Google has acknowledged the issue of malware hidden in app files by a developer and is taking the extraordinary step of reaching out to infected handsets and deleting the files.
Earlier this week, Android Police (a site, not a paramilitary group) posted a story exposing 21 applications from one developer in the Android Market which contained a known Android exploit to gain access to an Android device. Originally discovered by Reddit user lompolo, the apps use an exploit known as “rageagainstthecage” which was discovered in August (very technical breakdown) to create the DroidDream.a malware.
The vulnerability was fixed months ago in the Android 2.2.2 release, but because Android’s model doesn’t entice carriers or manufacturers to continue updating after a sale (and most Android phones are locked to prevent users from doing so), almost no Android devices are protected.
Within minutes of hearing of the apps, Google GOOG had removed the applications. However, Android Police estimated that the applications in question had been downloaded at least 50,000 times.
Google believes that the only information the attacker(s) were able to gather was device-specific (IMEI/IMSI, unique codes which are used to identify mobile devices, and the version of Android running on your device). But given the nature of the exploits, the attacker(s) could access other data.
The Android team has taken the following actions:
Removed the malicious applications from Android Market, suspended the associated developer accounts, and contacted law enforcement about the attack.
Remotely removing the malicious applications from affected devices. This remote application removal feature is one of many security controls the Android team can use to help protect users from malicious applications.
Pushing an Android Market security update to all affected devices that undoes the exploits to prevent the attacker(s) from accessing any more information from affected devices. If your device has been affected, you will receive an email from email@example.com over the next 72 hours. You will also receive a notification on your device that “Android Market Security Tool March 2011” has been installed. You may also receive notification(s) on your device that an application has been removed. You are not required to take any action from there; the update will automatically undo the exploit. Within 24 hours of the exploit being undone, you will receive a second email.
Adding a number of measures to help prevent additional malicious applications using similar exploits from being distributed through Android Market and are working with our partners to provide the fix for the underlying security issues.
A few notables in that list. One, Google has contacted law enforcement. As far as I know, this is the first time that Google has gone to the authorities about a hacker in the Market. Also, Google is going to use the remote kill switch, a controversial tool in which mobile phone manufacturers can remove applications from a device without user intervention. Apple AAPL, Microsoft MSFT and RIM RIMM all have remote kill switches in their arsenal to fight these type of apps.
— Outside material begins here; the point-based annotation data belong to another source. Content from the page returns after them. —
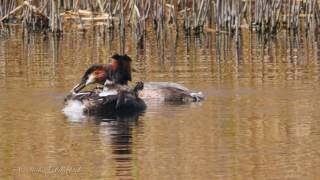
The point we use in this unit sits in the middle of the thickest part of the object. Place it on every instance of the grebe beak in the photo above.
(78, 87)
(91, 79)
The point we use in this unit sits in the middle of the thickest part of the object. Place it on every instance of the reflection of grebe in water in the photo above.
(118, 133)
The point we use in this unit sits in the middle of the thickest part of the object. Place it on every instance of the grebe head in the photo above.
(120, 69)
(97, 73)
(119, 72)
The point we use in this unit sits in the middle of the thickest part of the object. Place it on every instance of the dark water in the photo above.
(260, 119)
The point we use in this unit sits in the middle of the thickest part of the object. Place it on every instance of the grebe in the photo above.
(115, 96)
(119, 72)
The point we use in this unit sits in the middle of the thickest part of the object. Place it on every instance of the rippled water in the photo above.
(260, 119)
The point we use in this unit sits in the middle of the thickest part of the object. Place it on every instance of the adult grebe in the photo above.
(119, 72)
(116, 96)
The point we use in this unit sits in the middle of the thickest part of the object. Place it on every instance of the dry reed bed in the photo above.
(193, 16)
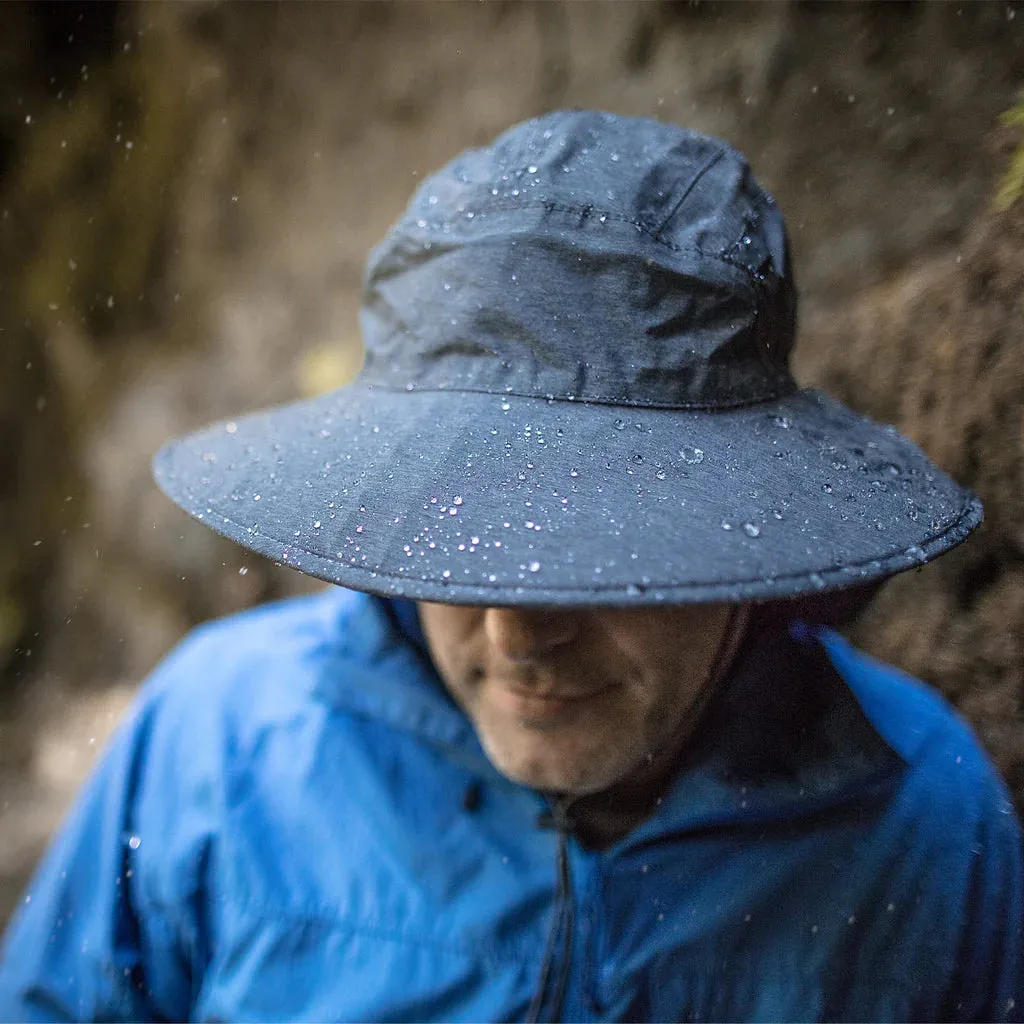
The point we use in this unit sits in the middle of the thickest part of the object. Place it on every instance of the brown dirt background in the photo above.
(187, 193)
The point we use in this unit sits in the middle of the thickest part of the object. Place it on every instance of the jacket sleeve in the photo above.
(989, 984)
(86, 942)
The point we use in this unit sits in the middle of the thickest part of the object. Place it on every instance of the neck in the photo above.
(602, 818)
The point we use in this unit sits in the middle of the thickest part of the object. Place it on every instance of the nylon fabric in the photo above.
(279, 833)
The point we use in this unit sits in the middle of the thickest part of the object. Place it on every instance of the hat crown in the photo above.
(587, 256)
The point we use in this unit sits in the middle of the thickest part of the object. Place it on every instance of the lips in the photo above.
(528, 706)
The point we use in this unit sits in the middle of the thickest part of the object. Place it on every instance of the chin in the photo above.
(549, 773)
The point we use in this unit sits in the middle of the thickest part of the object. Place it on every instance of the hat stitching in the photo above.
(710, 163)
(588, 210)
(725, 406)
(843, 570)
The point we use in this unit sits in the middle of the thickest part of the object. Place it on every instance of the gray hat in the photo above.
(577, 392)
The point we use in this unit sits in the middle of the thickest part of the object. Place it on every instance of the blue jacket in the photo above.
(296, 823)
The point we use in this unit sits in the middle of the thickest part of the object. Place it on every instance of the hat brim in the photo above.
(470, 498)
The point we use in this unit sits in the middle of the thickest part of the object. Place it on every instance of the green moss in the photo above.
(1012, 185)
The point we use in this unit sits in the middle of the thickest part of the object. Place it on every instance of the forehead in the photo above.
(646, 617)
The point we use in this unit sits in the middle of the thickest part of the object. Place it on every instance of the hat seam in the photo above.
(649, 229)
(773, 395)
(717, 584)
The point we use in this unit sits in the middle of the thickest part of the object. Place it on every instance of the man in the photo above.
(568, 744)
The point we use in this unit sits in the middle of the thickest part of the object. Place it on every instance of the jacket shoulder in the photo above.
(950, 772)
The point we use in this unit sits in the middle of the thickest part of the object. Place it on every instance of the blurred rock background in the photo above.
(187, 193)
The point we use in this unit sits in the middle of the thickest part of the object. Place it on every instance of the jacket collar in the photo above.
(794, 729)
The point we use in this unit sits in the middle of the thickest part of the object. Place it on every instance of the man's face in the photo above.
(576, 700)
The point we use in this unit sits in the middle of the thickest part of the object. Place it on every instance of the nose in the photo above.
(528, 634)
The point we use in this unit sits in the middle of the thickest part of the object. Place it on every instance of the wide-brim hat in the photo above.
(577, 393)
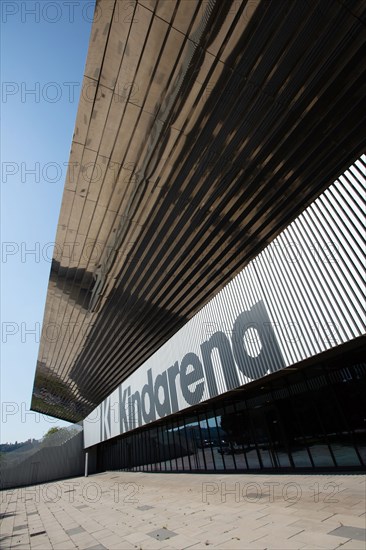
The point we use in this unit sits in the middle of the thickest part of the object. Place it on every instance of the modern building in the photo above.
(206, 303)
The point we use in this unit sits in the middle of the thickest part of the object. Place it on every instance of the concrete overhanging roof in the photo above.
(203, 129)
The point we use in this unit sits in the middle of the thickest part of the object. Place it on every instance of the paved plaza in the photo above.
(119, 510)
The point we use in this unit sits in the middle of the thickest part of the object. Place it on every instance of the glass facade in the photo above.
(309, 418)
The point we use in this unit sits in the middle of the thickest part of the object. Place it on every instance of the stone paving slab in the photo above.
(142, 511)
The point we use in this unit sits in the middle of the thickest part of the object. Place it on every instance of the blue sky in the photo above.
(41, 51)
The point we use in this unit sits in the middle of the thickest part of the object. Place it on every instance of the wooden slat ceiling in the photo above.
(203, 130)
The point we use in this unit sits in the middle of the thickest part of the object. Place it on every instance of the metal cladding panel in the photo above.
(203, 129)
(301, 296)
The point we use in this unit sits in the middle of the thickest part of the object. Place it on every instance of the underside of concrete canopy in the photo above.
(203, 130)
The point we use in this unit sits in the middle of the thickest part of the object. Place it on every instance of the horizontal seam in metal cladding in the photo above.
(169, 299)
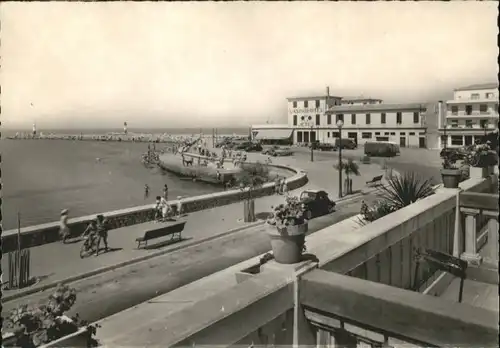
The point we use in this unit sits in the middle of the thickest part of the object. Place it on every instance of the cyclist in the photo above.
(90, 233)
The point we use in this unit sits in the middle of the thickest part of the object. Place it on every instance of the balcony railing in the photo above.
(367, 290)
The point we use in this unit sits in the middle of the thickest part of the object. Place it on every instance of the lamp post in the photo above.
(339, 125)
(312, 144)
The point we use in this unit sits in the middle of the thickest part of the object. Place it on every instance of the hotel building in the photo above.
(365, 119)
(471, 114)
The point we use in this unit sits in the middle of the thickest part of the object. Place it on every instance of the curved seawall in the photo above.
(49, 232)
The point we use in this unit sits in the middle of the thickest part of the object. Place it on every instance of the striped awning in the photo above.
(273, 134)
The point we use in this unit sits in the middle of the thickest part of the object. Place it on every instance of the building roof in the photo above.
(376, 107)
(478, 86)
(313, 97)
(360, 98)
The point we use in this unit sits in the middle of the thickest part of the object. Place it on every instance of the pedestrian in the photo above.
(102, 233)
(165, 191)
(63, 225)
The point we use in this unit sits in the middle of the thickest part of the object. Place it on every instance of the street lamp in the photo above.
(340, 123)
(312, 144)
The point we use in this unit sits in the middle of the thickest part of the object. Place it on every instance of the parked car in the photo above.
(281, 151)
(461, 152)
(381, 149)
(253, 147)
(269, 150)
(346, 143)
(325, 146)
(317, 203)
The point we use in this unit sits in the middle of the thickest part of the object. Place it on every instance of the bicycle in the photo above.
(89, 246)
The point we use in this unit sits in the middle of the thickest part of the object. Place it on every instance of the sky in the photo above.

The kill switch process in itself is controversial because it can’t be stopped by the user (other than staying out of cell phone data range). Amazon(AMZN) sparked considerable controversy recently when it yanked some books off of users’ Kindles without warning because of copyright claims.
I don’t see users becoming upset over this issue, however. The apps in question are relatively low quality and the exploit, while so far has been relatively benign, could become much worse.
Finally, it appears Google is placing more controls on its Android market to prevent further exploits.
It is baffling to me that an app like this was able to make it to the market in the first place and hopefully measures are put in place so that ones like it can’t repeat in the future.